Cliff laughed and kept up a smooth, steady stroking of her tawny leg. He hadn’t noticed he was doing it. “I don’t see how we can find Beth or stay away from the Folk, much less figure out this place.”
Irma shrugged. “I don’t either. Yet.”
“What makes you think we can?”
“Well, for one thing, it’s us. And we have smarts.”
“Smarter than what built this contraption?”
“Well, there’s street smarts on Earth—remember that phrase? Means you can get around on your own. Maybe here we have planet smarts.”

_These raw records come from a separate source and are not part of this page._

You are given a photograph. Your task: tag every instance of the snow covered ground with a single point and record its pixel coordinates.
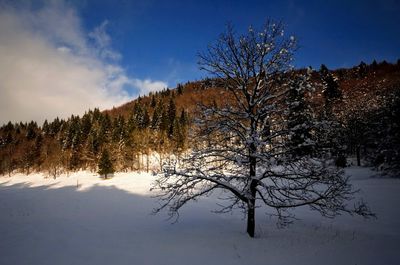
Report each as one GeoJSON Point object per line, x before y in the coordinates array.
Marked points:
{"type": "Point", "coordinates": [82, 219]}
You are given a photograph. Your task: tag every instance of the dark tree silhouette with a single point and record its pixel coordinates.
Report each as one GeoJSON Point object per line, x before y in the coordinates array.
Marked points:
{"type": "Point", "coordinates": [242, 146]}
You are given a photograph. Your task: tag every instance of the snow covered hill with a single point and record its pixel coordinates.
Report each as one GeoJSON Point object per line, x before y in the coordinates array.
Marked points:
{"type": "Point", "coordinates": [82, 219]}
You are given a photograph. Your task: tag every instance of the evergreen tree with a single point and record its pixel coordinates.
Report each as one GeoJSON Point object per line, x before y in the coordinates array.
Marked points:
{"type": "Point", "coordinates": [299, 120]}
{"type": "Point", "coordinates": [105, 165]}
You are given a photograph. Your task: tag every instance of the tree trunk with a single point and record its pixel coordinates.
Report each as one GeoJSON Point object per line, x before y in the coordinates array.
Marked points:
{"type": "Point", "coordinates": [251, 220]}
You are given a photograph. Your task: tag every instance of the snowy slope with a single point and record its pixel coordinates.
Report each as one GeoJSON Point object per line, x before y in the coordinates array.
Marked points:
{"type": "Point", "coordinates": [82, 219]}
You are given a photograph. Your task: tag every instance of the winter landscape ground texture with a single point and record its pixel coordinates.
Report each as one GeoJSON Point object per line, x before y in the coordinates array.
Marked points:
{"type": "Point", "coordinates": [82, 219]}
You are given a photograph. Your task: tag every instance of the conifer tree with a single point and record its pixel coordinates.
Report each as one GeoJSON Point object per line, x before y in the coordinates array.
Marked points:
{"type": "Point", "coordinates": [105, 165]}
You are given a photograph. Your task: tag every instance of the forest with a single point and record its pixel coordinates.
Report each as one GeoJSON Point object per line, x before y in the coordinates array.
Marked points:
{"type": "Point", "coordinates": [362, 104]}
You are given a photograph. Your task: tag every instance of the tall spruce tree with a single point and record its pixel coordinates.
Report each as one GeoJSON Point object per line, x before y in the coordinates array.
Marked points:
{"type": "Point", "coordinates": [105, 165]}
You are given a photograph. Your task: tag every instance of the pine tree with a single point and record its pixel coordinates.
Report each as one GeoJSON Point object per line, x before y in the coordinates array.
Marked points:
{"type": "Point", "coordinates": [105, 165]}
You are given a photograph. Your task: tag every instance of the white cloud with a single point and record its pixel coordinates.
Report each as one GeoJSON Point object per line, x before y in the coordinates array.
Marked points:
{"type": "Point", "coordinates": [49, 67]}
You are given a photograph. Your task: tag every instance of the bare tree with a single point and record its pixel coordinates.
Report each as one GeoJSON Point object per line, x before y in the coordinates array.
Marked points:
{"type": "Point", "coordinates": [244, 144]}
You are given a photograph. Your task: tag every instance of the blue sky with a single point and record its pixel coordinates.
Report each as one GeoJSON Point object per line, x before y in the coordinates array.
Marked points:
{"type": "Point", "coordinates": [68, 56]}
{"type": "Point", "coordinates": [160, 39]}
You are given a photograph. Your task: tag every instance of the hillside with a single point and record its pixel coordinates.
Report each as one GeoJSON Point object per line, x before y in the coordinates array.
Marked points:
{"type": "Point", "coordinates": [367, 98]}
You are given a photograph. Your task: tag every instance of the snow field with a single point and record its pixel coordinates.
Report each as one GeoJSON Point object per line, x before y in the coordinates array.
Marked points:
{"type": "Point", "coordinates": [83, 219]}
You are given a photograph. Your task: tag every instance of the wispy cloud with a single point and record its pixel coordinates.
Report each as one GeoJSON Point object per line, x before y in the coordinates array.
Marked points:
{"type": "Point", "coordinates": [51, 67]}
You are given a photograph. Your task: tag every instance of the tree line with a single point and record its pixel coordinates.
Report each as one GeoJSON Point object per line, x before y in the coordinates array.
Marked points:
{"type": "Point", "coordinates": [64, 145]}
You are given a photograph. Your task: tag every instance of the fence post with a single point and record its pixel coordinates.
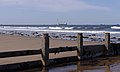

“Which means?” A pretty obvious way not to give away what he thought, but people didn’t seem to notice it.
“This place seems to be deeply conservative. You have to be, to keep a contrivance like this running. Hell, even at first glance, I knew it wasn’t stable. If the Bowl gets closer to the star, the biosphere heats up and starts to fall toward the star. To correct that, I’d guess the locals have to fire up the jet stronger, propel the star away, and get back to the right distance for heating. Then there’s the problem of what to do if I stamp my foot and th
e Bowl starts to wobble. It must be they have correction mechanisms in place. On a planet, inertia alone, and Newton’s laws, keep you going if you do nothing. Not here.”
“Ah, the spirit of an engineer. You didn’t answer my question.”
She chuckled. “You noticed! I’d say stay here, try to get back in touch with SunSeeker. Let Redwing figure a way to help us.”
“He doesn’t seem to have a clue. Unless you’re down here, it’s hard to get a grip on the quiet, odd ways this place is so different from a planet.”
“Such as?”
“It’s impossibly big, but it’s mostly vacant. Why?”
“It suits the Folk mentality, must be. Lots of natural landscape—okay, not natural, but it’s shaped to feel natural. It’s a park, really. The Sil fit in here, too.”
“Nomad habits of mind, right. And the Bowl is a nomad, too. Wanderers living on a wandering artifact. A big, smart object.”
She pursed her lips. “Smart? Because it has to be managed all the time, kept from falling into its star?”
“It moves forward in a dangerous way, just like us. Any two-legged creature has to fall forward and catch itself. Aside from birds, there aren’t many Earthside animals that do that. The most common two-legged one is us.”
She considered this. “The Bird Folk are two-legged, in a way. Though I saw them move on all fours, too, since the forearms can help them for stability. Maybe they’re concerned about not falling, because they’re massive.”
“So they have the same gut instinct—move forward, even if it’s tricky. I—”
Shouting in the distance. Irma got up and pulled on her rather tattered uniform, stuck a head out through the curtain of her chamber. “Quert? What’s—?”
The alien came into the room in the quick, sliding way the Sil made look so liquidly graceful.
“Come … they.”
Cliff hauled out of the hammock, feeling his joints ache and eyes sticky. His fingers fumbled as he got dressed. Irma went with Quert. By the time he got to the entrance, they were all staring up at something humming in the sky. Not the balloon creature that had fired on them all, something smaller, faster. It skimmed low, wings purring. A slim, winged thing of feathers and a big crusty head that scanned the land below systematically. Its big glittering eyes saw the Sil settlement and turned toward them.